There is evidence from long-term trials to indicate that in patients with hypertension and other cardiovascular disorders, if they are able to undergo minor oral surgery, there is no increased risk of implant failure.
Inconclusive evidence exists that diabetic patients have a higher failure rate as most studies are short-term and have insufficient patient numbers. One long-term study showed a higher relative risk10 and uncontrolled diabetic patients should not be treated.
Evidence is lacking for recommendations on implant treatment for patients with other autoimmune disorders. Expert opinion papers recommend treatment of these patients with a delayed approach and increased healing times before loading.
Studies reporting on osteoporosis were heterogeneous and short term, and showed reasonable success with osteoporotic patients treated with adapted bone preparation and extended healing times.
Bisphosphonate therapy guidance is largely from expert opinion. The incidence of ONJ is low; however morbidity is high. The evidence base is poor with the emphasis on prevention and further research is required before an accurate risk profile can be developed for individual patients.
The evidence for radiotherapy as a significant risk factor is strong; however the evidence for the use of HBO in decreasing failure rates is inconclusive.
Weak evidence exists that a history of periodontitis-related tooth loss is associated with an increase in peri-implant disease.
Higher quality evidence supports higher failure rates in smokers, especially in the maxilla and shows higher complications with smoking and bone augmentation. Weak evidence indicates a greater marginal bone loss in smokers and a higher complication rate with increasing tobacco use. Good evidence exists to show a low overall failure rate such that smokers should not necessarily be denied implant treatment, but should be apprised of the increased complication rate. There is emerging evidence to suggest that modified surface implants reduce these risks comparable to non-smokers but more research is required. In light of the many smoking-related illnesses, as health care professionals, dental practitioners should encourage all smoking patients to stop.
Good evidence is available to show that implant site is a prognostic factor. A higher failure rate is associated with poor quality bone. Data indicate that the higher rate in the maxilla is almost twice that of the mandible.
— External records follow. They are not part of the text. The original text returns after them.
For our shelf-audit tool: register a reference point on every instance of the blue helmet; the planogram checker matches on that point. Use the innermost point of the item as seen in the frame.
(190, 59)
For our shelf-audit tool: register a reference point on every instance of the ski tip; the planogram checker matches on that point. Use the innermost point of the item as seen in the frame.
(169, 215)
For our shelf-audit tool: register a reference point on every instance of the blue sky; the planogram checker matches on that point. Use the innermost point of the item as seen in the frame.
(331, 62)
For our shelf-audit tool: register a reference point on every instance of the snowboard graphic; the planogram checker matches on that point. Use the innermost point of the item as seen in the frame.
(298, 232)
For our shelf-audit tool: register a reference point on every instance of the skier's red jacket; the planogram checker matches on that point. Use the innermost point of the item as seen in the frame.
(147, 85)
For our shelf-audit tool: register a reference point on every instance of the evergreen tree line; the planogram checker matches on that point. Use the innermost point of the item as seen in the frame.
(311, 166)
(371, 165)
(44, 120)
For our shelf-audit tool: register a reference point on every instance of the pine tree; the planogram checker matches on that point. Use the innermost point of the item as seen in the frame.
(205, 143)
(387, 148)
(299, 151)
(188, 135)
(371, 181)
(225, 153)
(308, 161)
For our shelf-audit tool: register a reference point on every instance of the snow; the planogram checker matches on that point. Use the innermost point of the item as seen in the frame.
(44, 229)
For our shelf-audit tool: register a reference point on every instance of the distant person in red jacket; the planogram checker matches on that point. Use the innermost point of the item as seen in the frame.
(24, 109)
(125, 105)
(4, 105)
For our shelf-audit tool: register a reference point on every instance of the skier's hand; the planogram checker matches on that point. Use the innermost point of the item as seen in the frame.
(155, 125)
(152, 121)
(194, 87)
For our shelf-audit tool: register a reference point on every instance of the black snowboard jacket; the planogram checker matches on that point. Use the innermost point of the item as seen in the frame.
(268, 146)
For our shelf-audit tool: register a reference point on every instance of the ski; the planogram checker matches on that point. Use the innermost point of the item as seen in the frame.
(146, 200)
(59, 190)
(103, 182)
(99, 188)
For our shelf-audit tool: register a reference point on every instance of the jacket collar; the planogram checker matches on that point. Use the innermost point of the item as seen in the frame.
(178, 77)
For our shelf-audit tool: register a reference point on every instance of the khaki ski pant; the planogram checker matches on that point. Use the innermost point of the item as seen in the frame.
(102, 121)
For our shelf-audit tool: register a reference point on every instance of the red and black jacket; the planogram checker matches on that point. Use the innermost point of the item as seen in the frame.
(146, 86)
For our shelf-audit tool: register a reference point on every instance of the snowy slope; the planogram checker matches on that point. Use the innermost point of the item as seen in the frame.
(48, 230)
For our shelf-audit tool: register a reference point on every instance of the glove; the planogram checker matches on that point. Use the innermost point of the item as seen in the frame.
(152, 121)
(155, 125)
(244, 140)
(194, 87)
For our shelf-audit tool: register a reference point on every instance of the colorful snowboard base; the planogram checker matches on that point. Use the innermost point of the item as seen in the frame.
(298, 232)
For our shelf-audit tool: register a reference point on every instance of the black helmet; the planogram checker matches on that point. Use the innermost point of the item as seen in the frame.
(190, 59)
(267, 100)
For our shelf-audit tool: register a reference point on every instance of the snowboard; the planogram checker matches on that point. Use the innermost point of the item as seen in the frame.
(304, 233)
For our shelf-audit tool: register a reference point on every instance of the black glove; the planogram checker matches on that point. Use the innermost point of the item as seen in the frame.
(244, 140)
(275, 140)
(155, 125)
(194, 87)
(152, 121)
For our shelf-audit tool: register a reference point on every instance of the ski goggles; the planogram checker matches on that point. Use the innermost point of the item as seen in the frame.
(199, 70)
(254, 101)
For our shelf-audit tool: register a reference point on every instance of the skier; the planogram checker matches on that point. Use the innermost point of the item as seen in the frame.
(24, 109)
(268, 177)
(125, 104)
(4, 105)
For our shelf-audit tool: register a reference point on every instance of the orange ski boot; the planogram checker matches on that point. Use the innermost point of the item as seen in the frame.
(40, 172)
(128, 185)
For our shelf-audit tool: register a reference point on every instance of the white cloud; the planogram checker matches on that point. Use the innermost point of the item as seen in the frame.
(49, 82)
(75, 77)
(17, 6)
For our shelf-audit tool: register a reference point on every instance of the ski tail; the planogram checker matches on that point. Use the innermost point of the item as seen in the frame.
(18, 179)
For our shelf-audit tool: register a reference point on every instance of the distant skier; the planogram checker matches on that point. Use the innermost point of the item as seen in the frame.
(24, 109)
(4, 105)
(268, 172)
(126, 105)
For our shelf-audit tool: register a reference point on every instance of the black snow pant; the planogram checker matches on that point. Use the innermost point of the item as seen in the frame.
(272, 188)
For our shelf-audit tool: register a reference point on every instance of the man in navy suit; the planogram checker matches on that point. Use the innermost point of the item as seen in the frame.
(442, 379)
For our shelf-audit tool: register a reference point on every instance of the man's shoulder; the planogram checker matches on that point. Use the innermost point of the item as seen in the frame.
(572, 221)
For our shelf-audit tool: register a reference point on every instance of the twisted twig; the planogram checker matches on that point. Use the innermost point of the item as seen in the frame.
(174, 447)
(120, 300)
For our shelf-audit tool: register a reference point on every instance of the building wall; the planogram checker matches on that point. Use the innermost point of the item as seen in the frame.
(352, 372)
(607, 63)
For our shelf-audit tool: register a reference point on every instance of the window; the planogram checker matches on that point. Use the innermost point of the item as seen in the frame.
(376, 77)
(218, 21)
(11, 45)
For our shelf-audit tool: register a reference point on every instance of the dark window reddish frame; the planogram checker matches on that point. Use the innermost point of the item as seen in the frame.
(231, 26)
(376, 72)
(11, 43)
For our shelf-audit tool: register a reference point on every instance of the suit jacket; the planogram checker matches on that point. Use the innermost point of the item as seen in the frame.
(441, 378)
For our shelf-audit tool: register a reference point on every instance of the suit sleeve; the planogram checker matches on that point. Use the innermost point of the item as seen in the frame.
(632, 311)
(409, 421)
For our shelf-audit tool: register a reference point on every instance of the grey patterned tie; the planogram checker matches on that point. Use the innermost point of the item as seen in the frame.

Posterior sites have a higher failure rate than anterior sites.
A detailed knowledge of orofacial anatomy is essential for implant treatment.
Emerging evidence suggests that there is a correlation between genetic traits and disruption of osseointegration. The number, identity and role of regulatory factors that lead to successful osseointegration and its maintenance are still largely unknown.
Negligible evidence is available on the synergistic effect of multiple risk factors. Therefore, risk must be assessed on a case-by-case basis by individual clinicians.